I thought he was joking about bailing you out until I saw the picture of you and the sheep in the morning paper. Were those my boots you had on it
The lesbians are drunkenly meowing in the hallway again. This is the shit I'll miss at home.
We can't have sex anymore. The amount of money I've spent on meds and copays for UTIs is getting ridiculous
um so slept at robs. he woke up, looked at me, and said ' oh my psychiatrists are gonna have a field day with this one' I think that's when you know you can't hang out with someone anymore
We're 17 hours into a 3 day weekend, and he's already shitfaced.
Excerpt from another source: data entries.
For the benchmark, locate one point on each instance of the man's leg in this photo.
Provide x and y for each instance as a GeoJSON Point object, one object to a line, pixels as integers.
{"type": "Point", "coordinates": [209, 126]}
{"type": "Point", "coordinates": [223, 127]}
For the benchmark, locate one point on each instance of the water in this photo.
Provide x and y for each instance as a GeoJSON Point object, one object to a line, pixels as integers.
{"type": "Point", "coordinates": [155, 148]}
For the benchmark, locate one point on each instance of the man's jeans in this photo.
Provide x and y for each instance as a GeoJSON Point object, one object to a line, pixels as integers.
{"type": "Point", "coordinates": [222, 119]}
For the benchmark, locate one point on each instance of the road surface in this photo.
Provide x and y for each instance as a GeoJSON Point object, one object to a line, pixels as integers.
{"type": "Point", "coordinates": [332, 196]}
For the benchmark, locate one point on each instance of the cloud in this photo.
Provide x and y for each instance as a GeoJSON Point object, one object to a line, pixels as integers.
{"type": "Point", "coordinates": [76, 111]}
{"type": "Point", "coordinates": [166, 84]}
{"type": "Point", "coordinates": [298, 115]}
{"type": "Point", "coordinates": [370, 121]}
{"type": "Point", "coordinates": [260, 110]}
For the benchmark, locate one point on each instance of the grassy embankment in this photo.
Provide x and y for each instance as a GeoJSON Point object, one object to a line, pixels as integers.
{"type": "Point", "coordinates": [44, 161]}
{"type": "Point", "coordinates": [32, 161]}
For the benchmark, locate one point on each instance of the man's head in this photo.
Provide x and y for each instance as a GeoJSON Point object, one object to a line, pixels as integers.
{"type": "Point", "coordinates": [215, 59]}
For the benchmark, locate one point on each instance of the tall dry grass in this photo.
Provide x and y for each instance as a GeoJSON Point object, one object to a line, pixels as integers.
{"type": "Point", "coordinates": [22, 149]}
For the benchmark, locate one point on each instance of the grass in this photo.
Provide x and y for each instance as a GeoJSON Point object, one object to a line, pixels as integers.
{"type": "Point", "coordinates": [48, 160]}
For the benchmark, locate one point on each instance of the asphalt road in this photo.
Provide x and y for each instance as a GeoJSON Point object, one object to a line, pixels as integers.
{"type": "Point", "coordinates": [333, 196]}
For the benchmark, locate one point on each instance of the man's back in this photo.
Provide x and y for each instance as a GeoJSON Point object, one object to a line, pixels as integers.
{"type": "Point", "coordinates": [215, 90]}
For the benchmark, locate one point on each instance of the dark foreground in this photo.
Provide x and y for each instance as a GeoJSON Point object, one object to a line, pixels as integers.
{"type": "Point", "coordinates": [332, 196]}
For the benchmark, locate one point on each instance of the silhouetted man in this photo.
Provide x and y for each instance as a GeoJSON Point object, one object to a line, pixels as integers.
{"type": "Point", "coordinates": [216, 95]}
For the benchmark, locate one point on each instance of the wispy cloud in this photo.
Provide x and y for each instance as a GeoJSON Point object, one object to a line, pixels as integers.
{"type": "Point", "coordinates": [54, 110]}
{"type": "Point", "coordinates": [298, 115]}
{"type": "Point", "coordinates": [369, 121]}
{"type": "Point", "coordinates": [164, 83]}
He fell of the dock TWICE and insisted on wearing a life jacket on dry land.
Well I'm drunk and covered in baby oil so tonights not ideal
You ever got drunk on $5? Cuz it's about to happen
Dude I am allergic to the candy dicks from that sex shop in Vegas. Come take me to hospital right now.
I think when Jesus turned water into wine it was a sign that we should get drunk off Sangria tonight. Do it for Jesus. He died for your sins.
I just want an early 40-something dude who is vaguely unencumbered, professionally driven and wants to put me in a ball gag.
So after we found out he wasnt throwing up blood in was just hawaiian punch and we all failed breathalyzers the cop drove us around like a taxi and brought us back to the apartment
I traded some nice guy at the bar ten bucks and a pack of cigarettes for his leather jacket. I'm pretty sure I win at life. Whoever is in my phone as Tyler Durden, I thank you.
the fact that your 21st birthday is also new years eve is pretty much a death sentence
I'm laying backwards. On the stairs. Eating carrots. And drinking from a captain Morgan bottle.